Mandel takes this and does something…well, it’s not quite new, but it’s definitely good. After all, a story is in the telling. She shifts in the storytelling: apocalypse, post-apocalypse, pre-apocalypse, slowly filling in the blanks and coloring in the connections between survivors, lovers, ex-wives, casual acquaintances, objects that have touched many hands and made it to the end of the world. The end result is incredibly satisfying–honestly, more satisfying than I thought it would be!
We start with a famous actor, Arthur Leander, performing King Lear on stage in Toronto, who drops dead on stage. Papparazzo-turned-EMT Jeevan Choudhury rushes to his side but is unable to save him, and briefly comforts one of the small child actors, Kirsten. Mandel gradually and deliberately introduces us to Arthur’s three ex-wives (pre-apocalypse), a roving band of musicians and actors called the Symphony (post-apocalypse), an enigmatic and creepy figure known only as The Prophet (post-), and Arthur’s oldest friend Clark, who straddles pre- and post-. There are a lot of musings on the lasting impressions and value of culture, both Shakespearean and pop (“Survival is insufficient” is the Symphony’s motto, taken from Star Trek), and Mandel’s exploration of friendship, love, and regret rings true.
I almost felt there were a few too many convenient coincidences–I mean, what are the chances that so many people had connections to Arthur Leander? And I am wary of plots that rely heavily on A Famous Celebrity to show the connections between characters and comment on Modern Society and Celebrity Culture–it so often seems like a storytelling cop out. But Mandel does this so well, using the celebrity connections to highlight, and not ham-handedly, how much coincidences, relationships, and, well, things, matter–that personal project no one else seems to care about, that object that you keep just because it’s beautiful, those letters you jot off and forget about, the woman who handed you this morning’s coffee (and, in fact, this morning’s coffee itself, a miracle of connectivity across a huge planet.)

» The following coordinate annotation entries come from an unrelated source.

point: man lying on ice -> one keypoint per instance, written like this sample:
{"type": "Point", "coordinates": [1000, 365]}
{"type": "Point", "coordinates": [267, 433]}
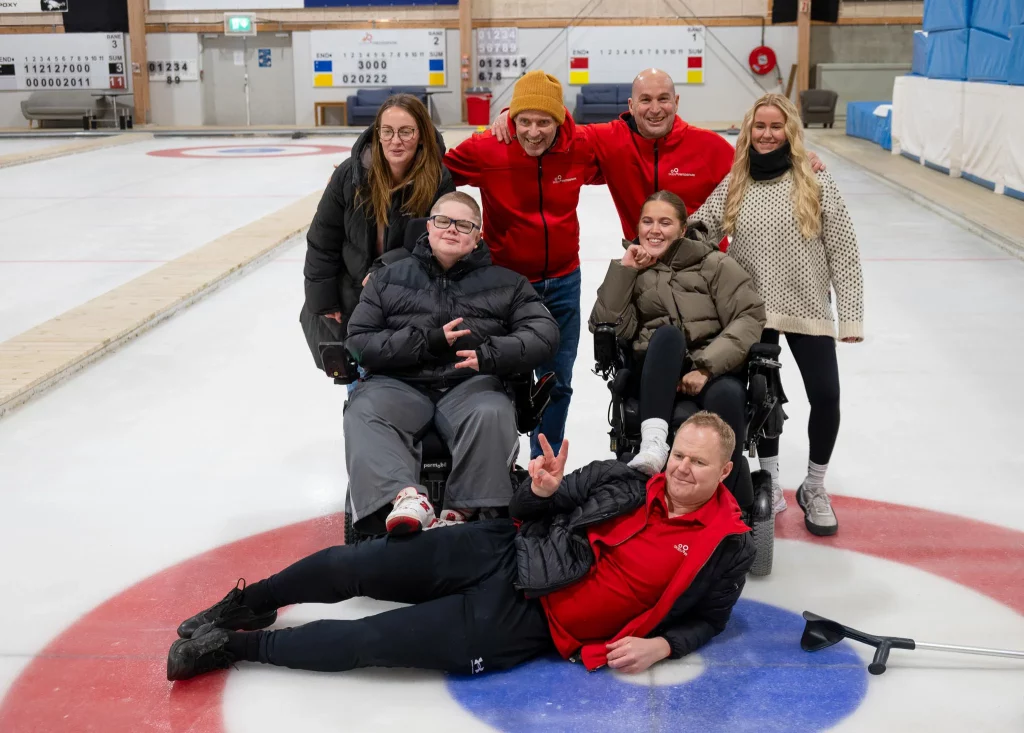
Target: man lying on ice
{"type": "Point", "coordinates": [604, 565]}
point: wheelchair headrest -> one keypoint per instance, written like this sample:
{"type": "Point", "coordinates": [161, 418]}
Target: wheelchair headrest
{"type": "Point", "coordinates": [414, 230]}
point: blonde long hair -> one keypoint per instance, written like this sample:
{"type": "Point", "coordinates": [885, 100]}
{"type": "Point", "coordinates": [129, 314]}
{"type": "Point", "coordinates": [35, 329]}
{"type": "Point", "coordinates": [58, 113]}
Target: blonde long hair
{"type": "Point", "coordinates": [425, 173]}
{"type": "Point", "coordinates": [806, 191]}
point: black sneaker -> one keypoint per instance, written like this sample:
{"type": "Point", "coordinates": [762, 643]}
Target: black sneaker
{"type": "Point", "coordinates": [228, 613]}
{"type": "Point", "coordinates": [204, 652]}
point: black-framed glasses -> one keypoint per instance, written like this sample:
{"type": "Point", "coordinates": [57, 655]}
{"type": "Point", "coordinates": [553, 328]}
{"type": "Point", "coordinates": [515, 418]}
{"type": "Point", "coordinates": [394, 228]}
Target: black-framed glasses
{"type": "Point", "coordinates": [404, 133]}
{"type": "Point", "coordinates": [464, 226]}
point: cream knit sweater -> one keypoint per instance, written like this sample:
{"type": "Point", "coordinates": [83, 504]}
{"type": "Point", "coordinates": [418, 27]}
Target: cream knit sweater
{"type": "Point", "coordinates": [794, 274]}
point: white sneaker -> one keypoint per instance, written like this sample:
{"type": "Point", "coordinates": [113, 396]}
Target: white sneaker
{"type": "Point", "coordinates": [412, 513]}
{"type": "Point", "coordinates": [819, 518]}
{"type": "Point", "coordinates": [449, 517]}
{"type": "Point", "coordinates": [777, 500]}
{"type": "Point", "coordinates": [652, 457]}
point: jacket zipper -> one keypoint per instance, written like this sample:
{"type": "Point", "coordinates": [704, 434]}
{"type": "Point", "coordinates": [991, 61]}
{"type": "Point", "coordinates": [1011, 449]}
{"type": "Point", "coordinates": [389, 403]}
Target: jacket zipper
{"type": "Point", "coordinates": [540, 188]}
{"type": "Point", "coordinates": [440, 311]}
{"type": "Point", "coordinates": [655, 169]}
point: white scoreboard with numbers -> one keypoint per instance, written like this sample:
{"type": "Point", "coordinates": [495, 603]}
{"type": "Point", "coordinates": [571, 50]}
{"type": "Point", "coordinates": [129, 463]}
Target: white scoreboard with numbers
{"type": "Point", "coordinates": [379, 58]}
{"type": "Point", "coordinates": [610, 54]}
{"type": "Point", "coordinates": [56, 60]}
{"type": "Point", "coordinates": [498, 57]}
{"type": "Point", "coordinates": [172, 72]}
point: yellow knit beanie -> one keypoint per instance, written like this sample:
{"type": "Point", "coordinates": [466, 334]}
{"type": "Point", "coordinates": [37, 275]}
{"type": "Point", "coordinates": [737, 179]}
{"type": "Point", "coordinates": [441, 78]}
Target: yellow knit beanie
{"type": "Point", "coordinates": [540, 91]}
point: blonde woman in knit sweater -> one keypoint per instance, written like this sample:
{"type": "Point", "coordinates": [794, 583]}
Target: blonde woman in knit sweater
{"type": "Point", "coordinates": [792, 232]}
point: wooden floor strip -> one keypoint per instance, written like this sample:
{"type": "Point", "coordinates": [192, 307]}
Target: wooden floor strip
{"type": "Point", "coordinates": [42, 356]}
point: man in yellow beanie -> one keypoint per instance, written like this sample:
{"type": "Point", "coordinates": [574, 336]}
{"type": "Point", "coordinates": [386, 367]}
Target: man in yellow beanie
{"type": "Point", "coordinates": [530, 191]}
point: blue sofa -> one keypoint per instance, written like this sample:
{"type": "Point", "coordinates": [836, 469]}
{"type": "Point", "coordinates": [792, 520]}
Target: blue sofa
{"type": "Point", "coordinates": [601, 102]}
{"type": "Point", "coordinates": [361, 106]}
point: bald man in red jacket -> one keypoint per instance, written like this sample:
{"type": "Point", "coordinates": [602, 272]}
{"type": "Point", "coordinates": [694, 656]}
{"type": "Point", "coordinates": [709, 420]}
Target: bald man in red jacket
{"type": "Point", "coordinates": [650, 148]}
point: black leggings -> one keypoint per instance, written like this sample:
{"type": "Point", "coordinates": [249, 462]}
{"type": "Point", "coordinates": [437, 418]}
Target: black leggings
{"type": "Point", "coordinates": [467, 616]}
{"type": "Point", "coordinates": [816, 360]}
{"type": "Point", "coordinates": [663, 368]}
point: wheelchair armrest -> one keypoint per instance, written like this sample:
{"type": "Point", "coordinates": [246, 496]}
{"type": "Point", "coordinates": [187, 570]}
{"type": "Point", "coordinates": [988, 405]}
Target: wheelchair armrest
{"type": "Point", "coordinates": [338, 363]}
{"type": "Point", "coordinates": [767, 351]}
{"type": "Point", "coordinates": [610, 352]}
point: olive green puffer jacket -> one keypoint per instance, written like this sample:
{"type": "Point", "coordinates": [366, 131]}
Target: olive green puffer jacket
{"type": "Point", "coordinates": [694, 287]}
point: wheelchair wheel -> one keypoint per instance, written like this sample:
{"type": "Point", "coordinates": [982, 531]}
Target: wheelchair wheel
{"type": "Point", "coordinates": [762, 524]}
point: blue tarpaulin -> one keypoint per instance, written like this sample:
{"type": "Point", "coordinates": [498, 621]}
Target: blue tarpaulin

Mandel also does a great job of addressing, sometimes indirectly and without answers, Apocalypse Questions: Where is God in all this? Where do we go from here? What do we teach our children about the old world? Do we, right now, rely too much on technology? What do people do when they’ve lost everything?
Station Eleven is well-plotted, well-paced, and, importantly, tender. It’s thoughtful and smart, and after I got over my initial distrust of the celebrity trope, I thoroughly enjoyed it.